Harry Kane’s virtuoso display at the Etihad Stadium and its effect on the title race might have grabbed the headlines but this was also a hugely significant weekend in the Premier League relegation battle.
Watford and Burnley both won for the first time in three months to reignite their chances of climbing out of the bottom three – and leave Norwich City looking increasingly doomed at the foot of the table.
Meanwhile, directly above the relegation zone five of six teams lost, opening the trap door to the likes of freefalling Brentford as well as Leeds United, Everton and Crystal Palace.
Roy Hodgson greeted his first win since taking over as Watford manager last month, a 1-0 at Villa, with characteristic sobriety.
“The danger now is that we think we’ve cracked it and that what we needed to do between now and the end of the season has been done,” he said. “There’s such a long way to go.”
But while Watford may still be four points from safety, this was a watershed moment.
If anyone was going to turn around the Hornets, it was the man who steered Fulham, West Bromwich Albion and Crystal Palace to safety. If not quite the turning of a corner, this was the first sign of life from a team that had lost 11 of their preceding 14 Premier League games.
Burnley also moved above Norwich with a first win since October and only their second in the top flight all season.
The addition of striker Wout Weghorst in January and the return of Maxwel Cornet has reinvigorated a stale attack, which burst into life in Saturday’s 3-0 defeat of Brighton.
It had perhaps been coming, though. The Clarets stemmed the bleeding of the early part of the campaign with a stream of draws, including against Manchester United and Arsenal.

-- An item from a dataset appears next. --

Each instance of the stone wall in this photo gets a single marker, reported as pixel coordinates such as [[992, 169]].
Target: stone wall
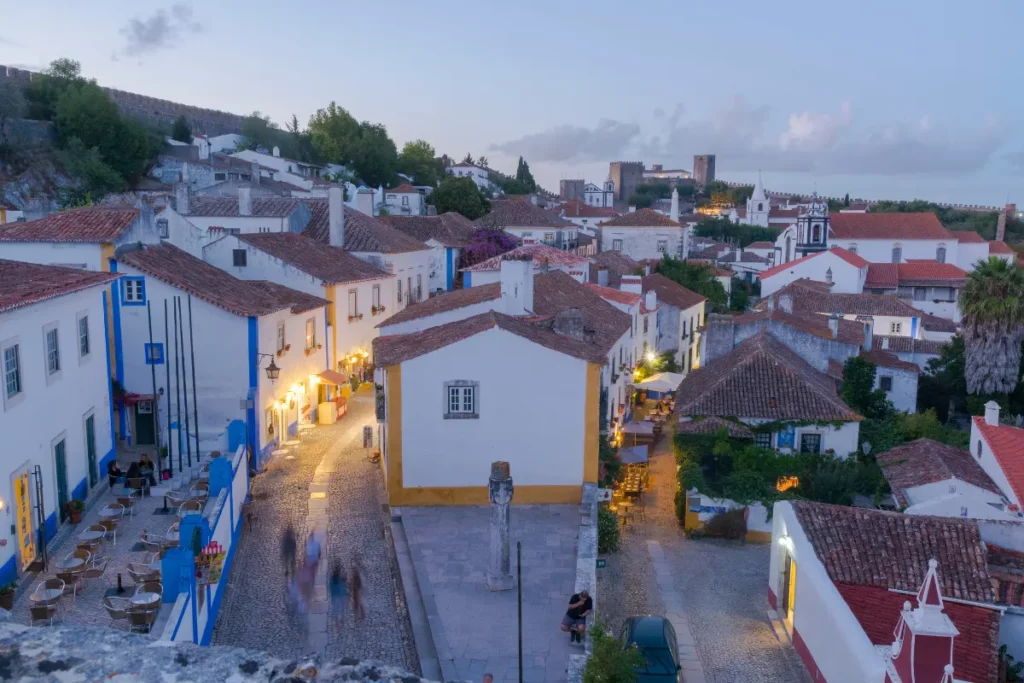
[[154, 110]]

Norwich still have hope, but their brief revival has been checked by successive defeats to Manchester City and Liverpool. It looks a long way back for a team with a -39 goal difference who have played more games than the teams above them.
Newcastle, in 17th, picked up a valuable point at West Ham United. With 12 points from their last six games, they have momentum. They, Watford and Burnley suddenly have the clubs in front of them glancing backwards.
If 16th-placed Everton thought Frank Lampard’s appointment would instantly reverse their slide then defeats to Newcastle and Southampton have checked that notion. They are only goal difference above Newcastle, albeit with a game in hand.
Leeds are just one point better off following their 4-2 reverse at home to Manchester United on Sunday – their sixth loss in the last nine Premier League fixtures – and have not kept a clean sheet since November.
Brentford, meanwhile, look increasingly precarious despite lying four places above the relegation zone. The Bees have just one point from their last seven matches and, crucially, have played two or three games more than their nearest rivals.
Palace have impressed under Patrick Vieira but have consistently failed to get the results their performances have deserved – Saturday’s 1-0 loss to Chelsea being a case in point. With 25 points from 26 games, they remain exposed.
“I don’t think things are pretty close at the bottom,” Hodgson insisted on Saturday. “The three teams down there are getting divorced from the teams above us.” That may have been true before a weekend that blew matters at either end wide open, but not any more.